A ONG Visão Ambiental também participou da luta contra a construção da UHE Couto Magalhães e seus líderes festejam a vitória. Segundo seu presidente, Vanderlan Domingos de Souza, a conquista de um terreno em campo adversário é sempre motivo de alegria e as entidades ambientalistas foram implacáveis na luta contra essa usina.

Para Vanderlan Souza, a luta em defesa do Rio Araguaia vem de longe e é vitoriosa por outras conquistas também. “Estivemos na dianteira da luta contra a hidrovia Araguaia/Tocantins, de outra usina hidrelétrica em Torixoréu e contra todo processo de degradação ambiental em nosso rio, como as dragas que devastam o leito do nosso rio.”

Outras fases da luta contra a construção de uma usina hidrelétrica na Cachoeira de Couto Magalhães foram lembradas pelo ambientalista Antônio Carlos Volpone. “O ex-ministro Fernando Sarney há muito já havia dado sua demonstração de contrariedade com a ideia de construir uma usina no Araguaia.”
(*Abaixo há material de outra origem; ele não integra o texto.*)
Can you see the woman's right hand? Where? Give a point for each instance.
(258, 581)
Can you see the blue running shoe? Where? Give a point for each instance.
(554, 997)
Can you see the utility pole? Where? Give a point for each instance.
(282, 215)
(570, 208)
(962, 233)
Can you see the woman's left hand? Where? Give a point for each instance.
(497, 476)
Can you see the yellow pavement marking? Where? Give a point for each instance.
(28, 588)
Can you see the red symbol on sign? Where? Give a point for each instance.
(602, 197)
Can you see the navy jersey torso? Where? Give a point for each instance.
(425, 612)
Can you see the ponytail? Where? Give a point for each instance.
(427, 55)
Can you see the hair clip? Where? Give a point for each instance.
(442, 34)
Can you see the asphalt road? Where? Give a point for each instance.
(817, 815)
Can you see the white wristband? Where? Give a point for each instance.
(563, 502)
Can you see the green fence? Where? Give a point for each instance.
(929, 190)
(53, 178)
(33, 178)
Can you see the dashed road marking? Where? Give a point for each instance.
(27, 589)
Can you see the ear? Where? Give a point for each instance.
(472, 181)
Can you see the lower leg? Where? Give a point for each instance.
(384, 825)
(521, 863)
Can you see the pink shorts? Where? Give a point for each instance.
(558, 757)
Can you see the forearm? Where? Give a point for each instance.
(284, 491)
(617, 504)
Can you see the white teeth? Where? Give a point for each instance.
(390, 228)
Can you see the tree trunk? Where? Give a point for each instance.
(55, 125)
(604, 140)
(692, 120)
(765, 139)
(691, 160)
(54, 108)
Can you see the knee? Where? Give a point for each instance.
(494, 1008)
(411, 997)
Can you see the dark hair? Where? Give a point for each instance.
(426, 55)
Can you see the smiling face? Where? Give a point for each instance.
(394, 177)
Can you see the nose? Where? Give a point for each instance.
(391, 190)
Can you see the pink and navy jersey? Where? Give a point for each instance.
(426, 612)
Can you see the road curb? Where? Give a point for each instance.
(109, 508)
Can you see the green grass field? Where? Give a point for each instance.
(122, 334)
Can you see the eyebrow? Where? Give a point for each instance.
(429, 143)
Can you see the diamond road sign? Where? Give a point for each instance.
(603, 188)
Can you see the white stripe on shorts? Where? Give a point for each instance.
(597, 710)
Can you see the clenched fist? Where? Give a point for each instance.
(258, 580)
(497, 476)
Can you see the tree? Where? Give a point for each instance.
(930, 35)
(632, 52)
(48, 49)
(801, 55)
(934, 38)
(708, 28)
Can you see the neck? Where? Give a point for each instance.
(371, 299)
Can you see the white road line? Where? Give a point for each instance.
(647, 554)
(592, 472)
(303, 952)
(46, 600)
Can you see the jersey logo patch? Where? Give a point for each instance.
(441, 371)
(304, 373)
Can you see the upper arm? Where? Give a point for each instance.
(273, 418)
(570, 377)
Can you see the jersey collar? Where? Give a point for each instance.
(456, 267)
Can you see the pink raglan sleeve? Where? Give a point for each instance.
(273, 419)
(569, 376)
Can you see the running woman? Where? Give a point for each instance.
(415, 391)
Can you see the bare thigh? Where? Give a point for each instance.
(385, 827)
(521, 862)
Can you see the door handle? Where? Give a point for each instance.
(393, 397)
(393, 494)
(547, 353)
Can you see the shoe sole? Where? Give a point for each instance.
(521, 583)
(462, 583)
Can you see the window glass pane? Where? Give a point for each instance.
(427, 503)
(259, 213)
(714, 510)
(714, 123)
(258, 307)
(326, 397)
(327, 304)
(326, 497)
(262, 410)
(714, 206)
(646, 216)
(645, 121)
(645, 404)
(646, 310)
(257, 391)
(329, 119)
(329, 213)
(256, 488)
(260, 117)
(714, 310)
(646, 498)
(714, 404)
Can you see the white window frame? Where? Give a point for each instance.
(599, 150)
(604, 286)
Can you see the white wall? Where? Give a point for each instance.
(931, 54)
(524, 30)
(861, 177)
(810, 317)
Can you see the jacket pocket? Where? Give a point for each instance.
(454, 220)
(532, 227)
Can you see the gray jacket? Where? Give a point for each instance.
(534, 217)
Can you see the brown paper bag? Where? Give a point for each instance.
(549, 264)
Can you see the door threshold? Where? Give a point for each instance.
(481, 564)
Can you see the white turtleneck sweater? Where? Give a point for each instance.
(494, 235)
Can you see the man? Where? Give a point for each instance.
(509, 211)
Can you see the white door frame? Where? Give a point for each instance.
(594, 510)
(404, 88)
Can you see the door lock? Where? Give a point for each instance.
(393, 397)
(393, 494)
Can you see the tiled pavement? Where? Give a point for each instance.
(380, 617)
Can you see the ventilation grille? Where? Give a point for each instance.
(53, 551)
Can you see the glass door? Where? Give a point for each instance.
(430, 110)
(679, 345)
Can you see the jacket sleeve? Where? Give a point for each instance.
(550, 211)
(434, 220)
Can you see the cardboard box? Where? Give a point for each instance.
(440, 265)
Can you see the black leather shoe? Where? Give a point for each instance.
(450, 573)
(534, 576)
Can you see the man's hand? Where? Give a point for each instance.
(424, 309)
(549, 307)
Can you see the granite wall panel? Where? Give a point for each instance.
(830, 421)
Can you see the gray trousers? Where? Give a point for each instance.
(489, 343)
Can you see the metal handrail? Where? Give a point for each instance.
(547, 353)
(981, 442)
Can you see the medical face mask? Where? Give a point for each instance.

Volpone diz que o que se travou foi uma legítima “luta de Davi contra Golias que remonta a 2001 com a unificação da luta de todas as entidades de defesa do meio ambiente”. A troca de comando do Ibama também foi crucial para o sucesso dessa luta, segundo Volpone. “O antigo superintendente, Ary Soares, era contra as entidades e favorável à degradação do Araguaia. Nada do que levávamos a ele de solicitação era atendido, sem falar nas suspeitas que pesavam contra ele. Aliás, queremos saber o que foi apurado depois que ele foi afastado do cargo”, explica.

Para o líder da ONG Guerreiros da Natureza, o secretário de Meio Ambiente de Goiás também tem uma dívida a ser quitada junto às entidades ambientais. “O secretário Leonardo Vilela disse em uma ocasião que não podia dar atenção somente às ONGs ambientais, pois o capital é que move o mundo e que talvez a hidrelétrica fosse um bom negócio para Goiás, o que foi de uma insensibilidade muito grande.”

Junto ao novo superintendente do Ibama, Volpone acrescenta que as entidades de defesa do meio ambiente têm porta aberta. “As denúncias que nos chegam são prontamente encaminhadas ao Ibama e apuradas se têm veracidade e aplicada a lei com rigor para punir quem degrada, polui e destrói”, finaliza.